There are other survivor bees that produce more honey. European bees store honey. African (scutellata) produce bee swarms. AHB are not sustainable where there is over 55 inches of rain spread throughout the year or zero degree temperatures. Africanized are considered an undesirable invasive species in most states. You can ask your State Apiarist at 615-837-5342, [email protected]


----------



## gone2seed (Sep 18, 2011)

Be aware that if you call your state apiarist and ask that question he will probably shoot you.


----------



## MichaelShantz (May 9, 2010)

Might want to let the insurance company handling your umbrella policy know so they can update your premiums.


----------



## pascopol (Apr 23, 2009)

Besides updating insurance do not forget to be ready to hire the best attorney
in town, in case your AHB kill somebody's pet, livestock or worse, your attorney must be successful to make the plaintiff prove that it was not your bees in order to save your butt.


----------



## beehonest (Nov 3, 2011)

:lpf: Hook line and sinker I just needed a laugh. I was wondering what people were going to say. Has anybody ever seriously posted anything like that?


----------



## Slow Modem (Oct 6, 2011)

:no: :applause: :thumbsup:


----------



## sqkcrk (Dec 10, 2005)

beehonest said:


> :lpf: Hook line and sinker I just needed a laugh. I was wondering what people were going to say. Has anybody ever seriously posted anything like that?

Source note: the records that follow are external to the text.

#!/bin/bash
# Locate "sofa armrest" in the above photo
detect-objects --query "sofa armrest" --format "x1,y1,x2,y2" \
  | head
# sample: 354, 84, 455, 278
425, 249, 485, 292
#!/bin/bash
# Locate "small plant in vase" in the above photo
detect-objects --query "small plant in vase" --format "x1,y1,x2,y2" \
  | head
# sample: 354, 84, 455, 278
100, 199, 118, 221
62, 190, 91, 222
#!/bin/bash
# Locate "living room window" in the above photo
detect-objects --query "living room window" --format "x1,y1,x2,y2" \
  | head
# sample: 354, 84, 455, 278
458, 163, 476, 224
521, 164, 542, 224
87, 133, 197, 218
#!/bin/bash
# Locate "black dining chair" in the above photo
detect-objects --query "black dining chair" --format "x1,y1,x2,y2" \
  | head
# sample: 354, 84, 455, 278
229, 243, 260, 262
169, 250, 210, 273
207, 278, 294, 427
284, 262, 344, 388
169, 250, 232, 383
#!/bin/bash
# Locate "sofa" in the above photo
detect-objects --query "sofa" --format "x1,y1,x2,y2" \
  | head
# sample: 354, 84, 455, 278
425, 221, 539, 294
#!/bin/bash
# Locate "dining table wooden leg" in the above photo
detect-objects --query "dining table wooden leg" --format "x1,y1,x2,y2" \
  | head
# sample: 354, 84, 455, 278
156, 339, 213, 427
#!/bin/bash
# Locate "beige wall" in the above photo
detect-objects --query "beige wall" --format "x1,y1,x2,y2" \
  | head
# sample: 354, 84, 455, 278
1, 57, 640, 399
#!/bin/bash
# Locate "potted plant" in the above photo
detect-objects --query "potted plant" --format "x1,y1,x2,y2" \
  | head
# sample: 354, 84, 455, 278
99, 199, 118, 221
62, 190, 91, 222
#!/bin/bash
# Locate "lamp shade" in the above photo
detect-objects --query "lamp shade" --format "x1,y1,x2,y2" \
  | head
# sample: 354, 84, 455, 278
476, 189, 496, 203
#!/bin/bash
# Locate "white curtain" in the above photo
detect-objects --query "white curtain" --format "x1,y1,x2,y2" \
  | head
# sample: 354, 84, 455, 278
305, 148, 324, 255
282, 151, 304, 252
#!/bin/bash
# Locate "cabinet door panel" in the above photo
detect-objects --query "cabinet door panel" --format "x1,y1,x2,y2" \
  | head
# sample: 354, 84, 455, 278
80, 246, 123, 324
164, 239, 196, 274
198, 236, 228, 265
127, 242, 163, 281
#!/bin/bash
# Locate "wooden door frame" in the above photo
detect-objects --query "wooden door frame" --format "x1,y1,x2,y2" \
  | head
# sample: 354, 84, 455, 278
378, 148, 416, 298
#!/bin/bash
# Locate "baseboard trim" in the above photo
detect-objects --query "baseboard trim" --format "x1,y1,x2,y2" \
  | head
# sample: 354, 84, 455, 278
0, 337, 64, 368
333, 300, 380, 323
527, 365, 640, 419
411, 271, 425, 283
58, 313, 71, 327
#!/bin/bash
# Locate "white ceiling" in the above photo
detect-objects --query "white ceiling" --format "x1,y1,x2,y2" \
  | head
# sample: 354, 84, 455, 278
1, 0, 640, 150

No, most people know there aren't any African bees in the US. So we knew you weren't worth messin' w/.


----------



## Michael Bush (Aug 2, 2002)

Hot bees are not fun to be around. I think keeping mean bees is irresponsible. If you've ever seen a major bee attack you'll understand...


----------



## Joseph Clemens (Feb 12, 2005)

There actually is someone who attempts to cash in on this AHB issue.


----------



## MichaBees (Sep 26, 2010)

I work with Africanized bees at one of my apiaries; working them is difficult and their resistance and productivity is overrated. I prefer a good calm bee anytime. 
I know of cases where horses and cows have been killed, so be careful what you wish for.


----------



## Jpoindexter (Oct 22, 2010)

I've had a few run-ins with some very aggressive bees, and I have heard that there is a guy selling "killer bee honey". I like my beekeeping to be an enjoyable experience. A few stings here and there are to be expected, but dozens through the suit will ruin the experience for anyone.

-Jay Poindexter
www.PoindexterBees.com


----------



## beehonest (Nov 3, 2011)

Slow modem, the cat is out of the bag, and I still get serious replies:lpf:


----------



## Slow Modem (Oct 6, 2011)

I see.


----------